İki yıl önce Muğla’nın Menteşe ilçesi Karabağlar Yaylasında Cemal M. A. ile tartıştıktan sonra bayılan ve ardından öldürülen Pınar Gültekin’i katlettiği iddia edilen Cemal M. A. müebbet istemiyle süren davada karar “haksız tahrik” indirimiyle cezası 23 yıla indirilerek karar çıkmıştı.

TİP'li Kadınlar konuyla ilgili açıklamada bulundu.

İşte o açıklama;

Pınar Gültekin’in bundan iki yıl önce 16 temmuzda kaybolduğu haberini, ondan 5 gün sonrasında ise Cemal Metin Avcı tarfından öldürüldüğünü öğrendik. Tam da İstanbul Sözleşmesi’nin kaldırılması tartışmalarının olduğu bu süreçte katledilen Pınar Gültekin’in failleri Cemal Metin Avcı ve suç ortakları Mertcan Avcı, Ayten Avcı, Selim Avcı, Eda Karagün, Şükrü Gökhan Orhan’dır. Katil Cemal Metin Avcı Pınar’ı öldürdüğünü itiraf etmesine rağmen iki yıl boyunca süren 13 duruşma sonrasında önce mühebbet sonrasında ise ‘’Haksız Tahrik indirimi’’ ile sadece 23 yıl ceza aldı ve bunun da 14,5 yılını hapiste geçirecek. Cemal Metin Avcı’nın cinayetinin delillerini örten diğer 5 sanık ise beraat etti.

Biz kadınlar ‘haksız tahrik indirimi’nin erkek egemen yargının ve erkek şiddetinin ‘can simiti’ ve kadın cinayetlerinin çoğalmasına neden olan bir ‘yargı kılıfı’ olduğunu biliyoruz.

Katil Cemal Metin Avcı, “‘Canavarca hisle’ hareket etmedim. Bu konuda benim vicdanım rahat mahkeme heyetinin de olsun” dedi ama biz kadınlar diyoruz ki kimsenin vicdanı rahat olmasın. Failin bu cümleleri erkek yargı sistemine güvenerek kurduğunu, verilen cezalardan beraat ettirilen sanıklardan biliyoruz. Aynı erkek yargı hayatını savunan Nevin Yıldırım’a müebbet hapis cezası veriyor. Faillerin sırtını sıvazlayarak, haksız tahrik indirimleri vererek, cezasız bırakarak kadın cinayetlerinin günbegün daha çok önünü açıyor.

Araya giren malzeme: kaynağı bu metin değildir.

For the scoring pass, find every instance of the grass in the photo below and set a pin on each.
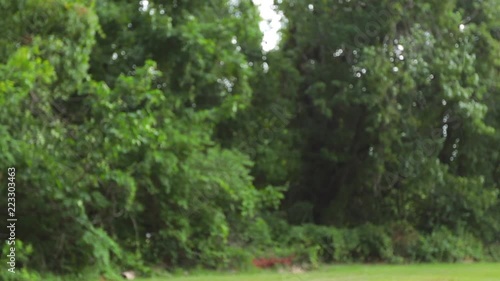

Kızları hunharca katledilmiş ailenin hak arama mücadelesi karşısında 2 yıldır dosya ve deliller ortadayken, faillere gerekli cezayı veremeyen yargı, acılı bir annenin duruşmada söylediği sözler üzerine, katile hakarette bulunduğu gerekçesiyle anne Şefika Gültekin hakkında kamu davası açtı.

Biz Kadınlar, bu cinayetlerin, AKP/MHP faşist, tekçi, ırkçı iktidarının, erkek egemen, patriyarkal sistemin hemcinslerini koruma altına alan politikalarının sonucu olduğunu biliyoruz.

Bugün yargının bu kararından, İstanbul Sözleşmesi’ni kaldıran, kadınların kazanımlarına saldıran, her gün kadın düşmanı söylemler ile erkekliği yeniden üreten iktidar yaygınlaşan erkek şiddetinin sorumlusudur.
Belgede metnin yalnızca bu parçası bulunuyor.